Da quando il Parma e' tornato in A, ripulito dal ciclone Parmalat degli anni '90 che gli permise trionfi anche europei ma a fronte di investimenti di dubbia provenienza, non abbiamo mai ricordato la figura di un doppio ex, nostro e loro, che calco' il campo del nostro stadio nei primi anni 80 e che da tempo non e' piu' tra noi strappato alla vita ancora giovane: Roberto Bruno

Roberto Bruno arrivò a Bergamo nei primi anni Ottanta e lasciò un segno che ancora oggi viene ricordato con affetto. Cristina, la moglie bergamasca che ce lo ha raccontato, lo conobbe una sera in discoteca, dove Roberto era ospite insieme ad altri calciatori. A presentarli fu Angelo Zambetti. Con lui c’erano anche Snidaro e Moro, un trio molto unito che alloggiava nella famosa “casa del giovane”.


A Bergamo Roberto visse due stagioni importanti, tra il 1981 e il 1983, compresa quella della promozione dalla Serie C alla Serie B. In campo era un difensore affidabile e determinato: con la maglia dell’Atalanta collezionò 30 presenze in Serie B, giocando al fianco di compagni come Benevelli, Magnocavallo, Mutti e Vavassori.

Fuori dal campo era spesso invitato nei club e nelle associazioni nerazzurre. Di quel periodo restano molti ricordi preziosi: maglie esposte con orgoglio durante le manifestazioni, trofei e quadri donati dai club atalantini, sia a Cristina sia alla mamma di Roberto, che vive a Torino e oggi ha 95 anni. 

Tra i doni più cari, un quadro che raffigura Città Alta, regalato nel 1982 dal club Atalanta Bar Nicolina di Ponteranica, e un altro del club Amici Atalanta del Ristorante Pesa, luogo abituale degli scapoli di allora.

Dopo l’esperienza bergamasca, Roberto continuò la sua carriera a Parma, dove giocò tre stagioni consecutive dal 1984 al 1987, totalizzando 89 presenze. In quegli anni, con Arrigo Sacchi in panchina, venne premiato più volte, sia come capitano sia come miglior stopper, confermando il suo valore umano e sportivo.

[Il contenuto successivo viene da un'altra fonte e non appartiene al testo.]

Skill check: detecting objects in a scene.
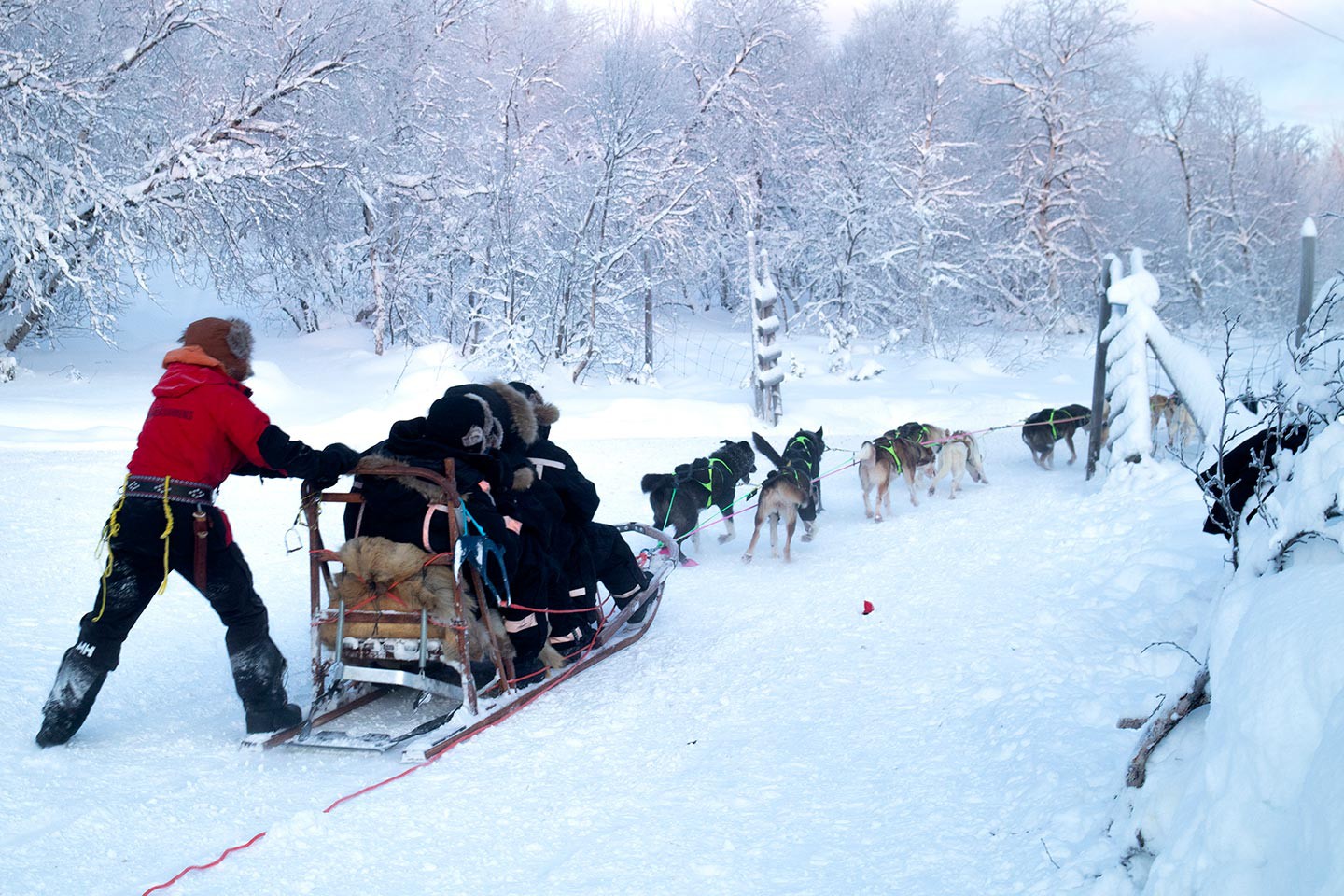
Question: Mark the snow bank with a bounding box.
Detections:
[1134,557,1344,896]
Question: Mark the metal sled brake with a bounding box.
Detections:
[244,461,680,762]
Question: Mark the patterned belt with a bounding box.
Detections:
[126,476,215,504]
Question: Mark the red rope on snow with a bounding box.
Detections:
[141,588,634,896]
[141,830,266,896]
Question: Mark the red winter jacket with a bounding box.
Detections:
[126,345,274,487]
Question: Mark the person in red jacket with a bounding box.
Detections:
[36,317,358,747]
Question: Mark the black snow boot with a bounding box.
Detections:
[229,636,303,735]
[551,622,596,660]
[513,654,546,691]
[37,648,107,747]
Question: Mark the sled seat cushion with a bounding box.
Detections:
[318,536,503,660]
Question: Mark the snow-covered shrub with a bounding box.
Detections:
[1096,278,1344,896]
[849,360,887,383]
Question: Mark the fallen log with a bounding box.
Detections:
[1125,667,1209,787]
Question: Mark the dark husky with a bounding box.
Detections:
[742,426,827,563]
[1021,404,1091,470]
[639,440,755,551]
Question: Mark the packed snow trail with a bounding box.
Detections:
[3,415,1221,893]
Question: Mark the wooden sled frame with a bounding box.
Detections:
[254,459,680,762]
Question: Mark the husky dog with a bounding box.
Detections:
[929,432,989,499]
[1021,404,1091,470]
[859,435,896,523]
[639,440,755,551]
[1148,392,1200,452]
[742,426,827,563]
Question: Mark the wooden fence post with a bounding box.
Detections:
[748,231,784,426]
[1295,217,1316,348]
[1086,253,1117,480]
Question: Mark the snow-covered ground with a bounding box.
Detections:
[0,305,1284,896]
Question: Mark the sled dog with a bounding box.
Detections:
[639,440,755,551]
[929,432,989,499]
[1021,404,1091,470]
[742,426,827,563]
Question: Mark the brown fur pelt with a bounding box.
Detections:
[332,536,508,660]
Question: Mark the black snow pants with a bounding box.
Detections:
[76,497,278,672]
[571,523,644,606]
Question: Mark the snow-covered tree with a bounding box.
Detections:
[980,0,1137,325]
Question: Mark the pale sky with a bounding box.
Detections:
[822,0,1344,135]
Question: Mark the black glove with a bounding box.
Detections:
[314,442,360,489]
[257,423,358,489]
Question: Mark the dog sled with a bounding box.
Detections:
[244,461,680,762]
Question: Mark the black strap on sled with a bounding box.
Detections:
[453,535,513,608]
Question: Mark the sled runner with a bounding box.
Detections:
[244,461,680,762]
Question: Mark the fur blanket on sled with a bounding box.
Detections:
[332,536,512,660]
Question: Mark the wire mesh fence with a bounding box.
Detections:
[653,328,751,385]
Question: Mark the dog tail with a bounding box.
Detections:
[855,442,877,468]
[639,473,676,495]
[751,432,784,468]
[966,435,989,485]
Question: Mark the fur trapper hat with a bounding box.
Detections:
[425,394,501,453]
[508,380,560,440]
[179,317,253,383]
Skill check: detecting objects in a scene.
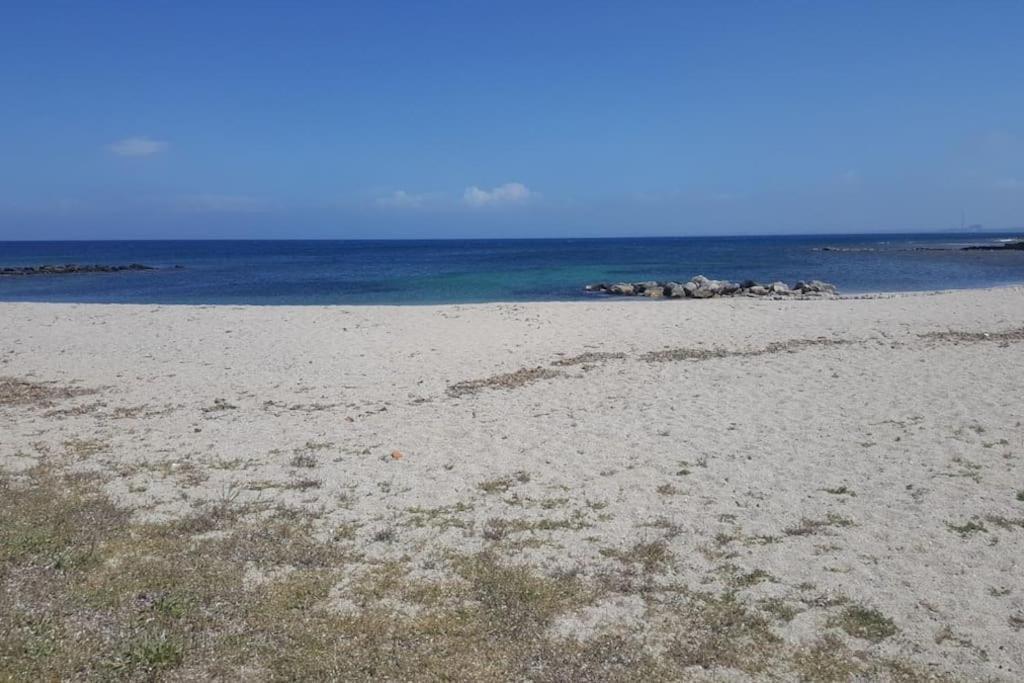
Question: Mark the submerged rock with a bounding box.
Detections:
[0,263,157,275]
[584,275,837,299]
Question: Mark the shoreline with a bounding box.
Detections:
[0,282,1024,309]
[0,286,1024,681]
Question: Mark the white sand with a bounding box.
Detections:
[0,288,1024,680]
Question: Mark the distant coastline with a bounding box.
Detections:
[0,232,1024,305]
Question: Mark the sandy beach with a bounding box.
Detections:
[0,287,1024,681]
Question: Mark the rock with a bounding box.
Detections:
[0,263,156,276]
[961,240,1024,251]
[665,283,686,299]
[793,280,836,294]
[584,275,837,299]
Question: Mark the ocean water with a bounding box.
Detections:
[0,233,1024,304]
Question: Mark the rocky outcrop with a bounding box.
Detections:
[961,240,1024,251]
[0,263,159,276]
[584,275,837,299]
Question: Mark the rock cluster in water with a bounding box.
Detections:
[584,275,837,299]
[961,240,1024,251]
[0,263,156,275]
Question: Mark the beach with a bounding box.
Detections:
[0,287,1024,681]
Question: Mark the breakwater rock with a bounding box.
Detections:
[961,240,1024,251]
[584,275,838,299]
[0,263,159,276]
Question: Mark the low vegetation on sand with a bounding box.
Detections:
[0,467,942,681]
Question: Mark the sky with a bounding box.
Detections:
[0,0,1024,240]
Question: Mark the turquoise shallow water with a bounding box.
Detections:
[0,233,1024,304]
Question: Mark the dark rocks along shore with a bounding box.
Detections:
[584,275,838,299]
[0,263,157,276]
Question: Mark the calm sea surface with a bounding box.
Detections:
[0,232,1024,304]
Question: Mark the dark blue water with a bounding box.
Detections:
[0,233,1024,304]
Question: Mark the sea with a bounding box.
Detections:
[0,232,1024,305]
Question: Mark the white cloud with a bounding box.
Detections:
[462,182,534,207]
[110,137,169,157]
[377,189,429,209]
[176,195,273,213]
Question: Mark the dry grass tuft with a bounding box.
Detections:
[447,367,562,398]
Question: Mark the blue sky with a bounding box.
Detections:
[0,0,1024,239]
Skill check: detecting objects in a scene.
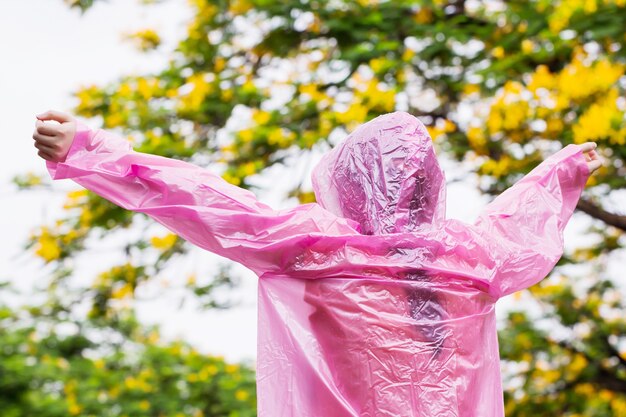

Roberto rimase legato a Bergamo anche nella vita privata: qui sposò Cristina e qui costruì legami profondi. Dopo la sua scomparsa, Cristina ricorda con gratitudine il presidente Antonio Percassi, che le offrì un’opportunità di lavoro nel gruppo Benetton, e Oscar Damiani, allora procuratore di Roberto.

Resta un velo di amarezza per i pochi momenti ufficiali in cui Roberto è stato ricordato in questi anni: solo una volta dalla Curva Nord, grazie all’impegno di Flavio Carera, e oggi grazie a chi continua a tenerne viva la memoria. 

Roberto Bruno se ne è andato nel 2003, a soli 39 anni, ma il suo ricordo continua a vivere nei cuori di chi lo ha conosciuto, stimato e amato.